DENPASAR, Balipolitika.com– Pernyataan kontroversial Haikal Hassan Baras alias Babe Haikal, Kepala Badan Penyelenggara Jaminan Produk Halal (BPJPH) Republik Indonesia direspons Calon Gubernur Bali Nomor Urut 01, Made Muliawan Arya, S.E., M.H. alias De Gadjah.
Haikal yang dilantik di Istana Kepresidenan Jakarta, Selasa 22 Oktober 2024 bersama sejumlah kepala badan lain berdasarkan Keputusan Presiden (Keppres) Nomor 140/P Tahun 2024 tentang Penasihat Khusus Presiden RI diketahui berbicara tentang kewajiban sertifikasi halal bagi semua produk yang beredar di Indonesia hingga memicu kontroversi.
Haikal menyebut seluruh produk yang diperjualbelikan di Indonesia wajib bersertifikat halal sebagaimana diatur Undang-Undang (UU).
Produk dimaksud berupa makanan, minuman, obat, kosmetik, fashion, hingga sembelihan di mana seluruhnya harus mencantumkan sertifikat halal.
Tak hanya itu, Haikal juga menyebut semua barang olahan harus bersertifikasi halal, termasuk pakaian.
Haikal menyebut pemerintah mewajibkan sertifikasi halal kepada para pelaku usaha mulai Oktober 2024 sesuai Undang-undang Nomor 33 tahun 2014 tentang Jaminan Produk Halal.
Jika melanggar dan tidak mengurus sertifikasi halal atas produk yang diperdagangkan, maka akan diancam sanksi administratif berupa peringatan tertulis, atau penarikan produk dari peredaran, termasuk penutupan usaha.

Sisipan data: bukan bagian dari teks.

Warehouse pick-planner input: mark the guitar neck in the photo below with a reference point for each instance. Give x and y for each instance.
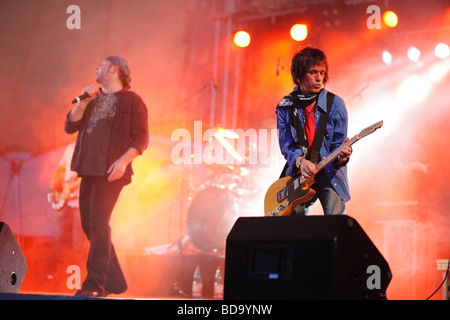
(332, 156)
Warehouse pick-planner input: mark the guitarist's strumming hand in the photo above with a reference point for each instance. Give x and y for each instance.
(307, 168)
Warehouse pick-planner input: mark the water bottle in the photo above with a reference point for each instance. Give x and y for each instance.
(197, 283)
(218, 284)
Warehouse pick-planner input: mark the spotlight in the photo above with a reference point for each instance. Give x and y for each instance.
(390, 19)
(242, 39)
(299, 32)
(387, 57)
(413, 54)
(442, 50)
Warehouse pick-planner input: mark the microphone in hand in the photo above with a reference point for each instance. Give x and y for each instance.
(84, 96)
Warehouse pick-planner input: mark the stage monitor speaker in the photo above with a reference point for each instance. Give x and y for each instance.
(13, 264)
(303, 257)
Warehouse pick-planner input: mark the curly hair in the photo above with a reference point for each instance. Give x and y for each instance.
(306, 58)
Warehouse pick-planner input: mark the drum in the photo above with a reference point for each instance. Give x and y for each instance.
(211, 215)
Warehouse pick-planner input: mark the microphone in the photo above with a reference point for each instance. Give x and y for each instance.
(278, 67)
(82, 97)
(214, 81)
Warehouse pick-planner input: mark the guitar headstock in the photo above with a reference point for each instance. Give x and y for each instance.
(371, 129)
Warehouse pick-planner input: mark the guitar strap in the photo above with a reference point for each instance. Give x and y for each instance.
(320, 132)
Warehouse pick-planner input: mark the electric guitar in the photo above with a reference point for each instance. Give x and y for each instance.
(285, 194)
(58, 198)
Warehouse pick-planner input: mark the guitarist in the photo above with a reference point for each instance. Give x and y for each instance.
(312, 123)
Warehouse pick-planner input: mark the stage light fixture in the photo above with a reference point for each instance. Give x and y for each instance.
(242, 39)
(387, 57)
(299, 32)
(390, 19)
(413, 53)
(442, 50)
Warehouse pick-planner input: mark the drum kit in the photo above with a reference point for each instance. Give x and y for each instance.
(230, 191)
(216, 205)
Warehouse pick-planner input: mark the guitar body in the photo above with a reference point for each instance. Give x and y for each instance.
(274, 206)
(285, 194)
(58, 199)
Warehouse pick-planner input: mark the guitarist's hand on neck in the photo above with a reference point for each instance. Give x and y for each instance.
(345, 153)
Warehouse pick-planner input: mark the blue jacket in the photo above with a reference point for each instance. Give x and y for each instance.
(335, 134)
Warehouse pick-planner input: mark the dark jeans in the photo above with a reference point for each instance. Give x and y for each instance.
(331, 202)
(98, 197)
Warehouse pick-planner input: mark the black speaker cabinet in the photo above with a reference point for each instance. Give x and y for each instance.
(12, 261)
(303, 257)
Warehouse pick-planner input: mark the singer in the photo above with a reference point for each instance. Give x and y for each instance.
(112, 130)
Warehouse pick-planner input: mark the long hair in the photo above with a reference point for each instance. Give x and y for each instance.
(306, 58)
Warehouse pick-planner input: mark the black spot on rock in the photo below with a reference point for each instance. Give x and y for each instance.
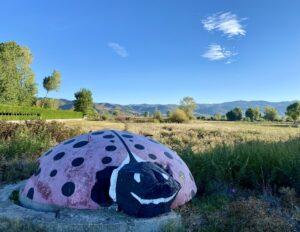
(106, 160)
(100, 191)
(152, 156)
(169, 155)
(30, 193)
(48, 152)
(110, 148)
(108, 136)
(127, 136)
(69, 141)
(152, 140)
(191, 176)
(139, 146)
(37, 172)
(68, 189)
(53, 173)
(80, 144)
(193, 193)
(98, 133)
(58, 156)
(77, 162)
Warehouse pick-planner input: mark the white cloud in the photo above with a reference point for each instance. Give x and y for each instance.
(121, 51)
(227, 23)
(216, 52)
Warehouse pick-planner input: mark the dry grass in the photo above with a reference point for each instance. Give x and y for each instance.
(200, 135)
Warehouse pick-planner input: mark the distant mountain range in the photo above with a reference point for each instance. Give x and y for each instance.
(202, 109)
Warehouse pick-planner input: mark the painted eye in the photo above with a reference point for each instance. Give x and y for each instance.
(165, 176)
(137, 177)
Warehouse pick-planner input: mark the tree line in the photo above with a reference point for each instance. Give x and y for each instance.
(18, 86)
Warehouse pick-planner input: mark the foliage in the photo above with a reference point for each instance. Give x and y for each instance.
(27, 113)
(234, 115)
(188, 105)
(271, 114)
(253, 165)
(52, 82)
(117, 111)
(17, 225)
(179, 116)
(84, 101)
(22, 144)
(48, 103)
(158, 116)
(92, 114)
(17, 84)
(253, 113)
(250, 215)
(293, 111)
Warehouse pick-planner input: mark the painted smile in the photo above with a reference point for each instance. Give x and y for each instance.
(153, 201)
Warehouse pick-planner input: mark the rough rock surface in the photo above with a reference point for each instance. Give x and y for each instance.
(74, 220)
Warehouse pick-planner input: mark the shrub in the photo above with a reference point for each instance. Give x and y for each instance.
(48, 103)
(28, 113)
(179, 116)
(157, 116)
(271, 114)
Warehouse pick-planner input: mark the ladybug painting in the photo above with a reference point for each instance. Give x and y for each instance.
(143, 177)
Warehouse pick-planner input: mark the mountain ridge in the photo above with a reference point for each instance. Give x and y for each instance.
(202, 109)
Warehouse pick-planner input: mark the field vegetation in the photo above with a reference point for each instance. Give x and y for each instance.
(247, 173)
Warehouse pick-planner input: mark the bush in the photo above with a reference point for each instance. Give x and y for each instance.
(28, 113)
(48, 103)
(178, 116)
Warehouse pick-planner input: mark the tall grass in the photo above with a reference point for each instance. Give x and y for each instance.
(256, 165)
(22, 144)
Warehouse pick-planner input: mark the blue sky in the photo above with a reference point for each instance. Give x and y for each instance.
(138, 51)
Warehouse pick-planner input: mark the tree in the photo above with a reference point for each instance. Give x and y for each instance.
(17, 83)
(117, 111)
(253, 113)
(84, 101)
(271, 114)
(293, 111)
(235, 114)
(52, 82)
(179, 116)
(188, 105)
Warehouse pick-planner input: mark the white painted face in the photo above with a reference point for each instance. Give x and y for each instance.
(138, 179)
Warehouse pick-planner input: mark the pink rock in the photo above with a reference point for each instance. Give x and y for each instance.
(67, 172)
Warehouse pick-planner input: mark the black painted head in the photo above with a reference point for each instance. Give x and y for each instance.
(143, 189)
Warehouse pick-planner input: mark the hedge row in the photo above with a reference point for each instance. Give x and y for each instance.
(8, 112)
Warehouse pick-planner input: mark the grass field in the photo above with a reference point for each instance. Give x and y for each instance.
(247, 174)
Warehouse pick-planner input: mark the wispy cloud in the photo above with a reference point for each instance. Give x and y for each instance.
(217, 52)
(120, 50)
(227, 23)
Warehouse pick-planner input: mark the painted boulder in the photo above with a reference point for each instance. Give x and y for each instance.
(144, 177)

“Tolong semua produk yang ada yang beredar, yang masuk, yang diperjualbelikan di wilayah Republik Indonesia wajib bersertifikat halal. Itu (amanat) undang-undang,” ujar Haikal di kantor BPJPH, Jalan Pinang Ranti, Jakarta, Kamis, 24 Oktober 2024 sebagai rekaman video yang beredar luas di masyarakat.

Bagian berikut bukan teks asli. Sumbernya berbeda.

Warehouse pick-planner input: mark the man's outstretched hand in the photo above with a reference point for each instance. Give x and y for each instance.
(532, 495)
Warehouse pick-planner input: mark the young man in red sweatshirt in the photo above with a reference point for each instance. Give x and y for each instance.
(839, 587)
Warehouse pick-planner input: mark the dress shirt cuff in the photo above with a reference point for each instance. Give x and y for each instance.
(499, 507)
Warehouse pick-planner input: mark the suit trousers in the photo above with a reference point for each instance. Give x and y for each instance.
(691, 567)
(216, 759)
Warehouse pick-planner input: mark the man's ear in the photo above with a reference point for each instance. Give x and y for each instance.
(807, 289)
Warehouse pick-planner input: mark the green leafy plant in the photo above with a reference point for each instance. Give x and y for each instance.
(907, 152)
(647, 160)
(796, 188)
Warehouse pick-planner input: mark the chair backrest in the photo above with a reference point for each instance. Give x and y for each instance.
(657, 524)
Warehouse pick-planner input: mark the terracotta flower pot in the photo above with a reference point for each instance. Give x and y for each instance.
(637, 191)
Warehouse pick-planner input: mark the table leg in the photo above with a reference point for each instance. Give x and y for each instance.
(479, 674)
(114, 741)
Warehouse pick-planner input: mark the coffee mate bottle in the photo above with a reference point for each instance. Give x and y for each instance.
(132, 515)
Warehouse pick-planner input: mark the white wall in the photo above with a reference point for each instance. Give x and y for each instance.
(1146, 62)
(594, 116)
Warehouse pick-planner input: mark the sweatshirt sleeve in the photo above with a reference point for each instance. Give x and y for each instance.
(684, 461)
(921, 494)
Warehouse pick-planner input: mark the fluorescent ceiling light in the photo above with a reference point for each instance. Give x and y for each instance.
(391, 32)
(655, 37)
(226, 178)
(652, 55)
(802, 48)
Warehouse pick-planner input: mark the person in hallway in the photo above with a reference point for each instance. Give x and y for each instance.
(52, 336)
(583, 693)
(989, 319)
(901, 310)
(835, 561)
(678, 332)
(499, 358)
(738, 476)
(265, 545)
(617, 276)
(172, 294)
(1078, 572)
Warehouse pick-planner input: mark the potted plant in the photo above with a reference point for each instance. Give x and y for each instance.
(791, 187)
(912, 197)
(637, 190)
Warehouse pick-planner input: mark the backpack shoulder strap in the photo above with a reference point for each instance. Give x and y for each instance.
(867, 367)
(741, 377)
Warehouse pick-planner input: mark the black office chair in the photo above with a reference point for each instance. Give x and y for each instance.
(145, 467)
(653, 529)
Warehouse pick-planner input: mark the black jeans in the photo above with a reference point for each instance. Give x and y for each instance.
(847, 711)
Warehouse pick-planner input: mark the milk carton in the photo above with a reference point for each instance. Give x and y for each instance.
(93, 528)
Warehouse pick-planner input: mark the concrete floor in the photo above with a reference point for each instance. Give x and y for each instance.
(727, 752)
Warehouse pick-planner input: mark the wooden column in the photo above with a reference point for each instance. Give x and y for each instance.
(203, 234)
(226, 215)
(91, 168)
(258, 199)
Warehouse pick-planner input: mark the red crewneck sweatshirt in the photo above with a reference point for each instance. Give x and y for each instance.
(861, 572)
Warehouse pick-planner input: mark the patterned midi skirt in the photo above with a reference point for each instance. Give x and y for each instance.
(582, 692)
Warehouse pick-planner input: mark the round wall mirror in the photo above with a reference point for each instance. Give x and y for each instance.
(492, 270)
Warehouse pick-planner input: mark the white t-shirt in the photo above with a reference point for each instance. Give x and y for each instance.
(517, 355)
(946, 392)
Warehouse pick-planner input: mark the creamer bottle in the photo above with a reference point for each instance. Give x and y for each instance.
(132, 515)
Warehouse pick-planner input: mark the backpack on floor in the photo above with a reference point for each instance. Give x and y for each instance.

Merespons kontroversi yang dipicu pernyataan Haikal, Calon Gubernur Bali Nomor Urut 01, Made Muliawan Arya, S.E., M.H. alias De Gadjah menegaskan bahwa Negara Kesatuan Republik Indonesia (NKRI) menganut semboyan Bhinneka Tunggal Ika yang menyiratkan bahwa bangsa ini menghargai perbedaan.
Sebagai pecinta kuliner khas Bali, yakni babi guling, De Gadjah menyebut sangat mustahil babi guling mendapatkan label sertifikat halal.
Dengan tetap menghargai produk sertifikat halal, De Gadjah mengatakan bahwa dirinya juga sependapat dengan pendapat tokoh intelektual Muslim Indonesia, Muhammad Ainun Nadjib atau biasa dikenal Emha Ainun Nadjib alias Cak Nun yang mengatakan bahwa Indonesia juga membutuhkan sertifikat haram.
Pasalnya, jumlah penduduk Muslim di Indonesia pada Juni 2024 adalah 245.973.915 juta jiwa, atau 87,08 persen dari total populasi Indonesia sehingga secara otomatis dari segi konsumsi atau makanan pastilah halal.
“Oleh sebab itu, saya sependapat dengan Cak Nun bahwa selain sertifikat halal, idealnya juga diatur sertifikat haram,” ungkap De Gadjah sembari merinci sesuai data per Juni 2024 total umat Kristen di Indonesia berjumlah 20.911.697 jiwa atau 7,40 persen; Katolik 8.667.619 jiwa atau 3,07 persen; Hindu 4.744.543 jiwa atau 1,68 persen; Buddha 0,71 persen atau 2.004.352 jiwa, Konghucu 0,03 persen atau 76.636 jiwa, dan penganut kepercayaan 0,03 persen atau 98.822 jiwa.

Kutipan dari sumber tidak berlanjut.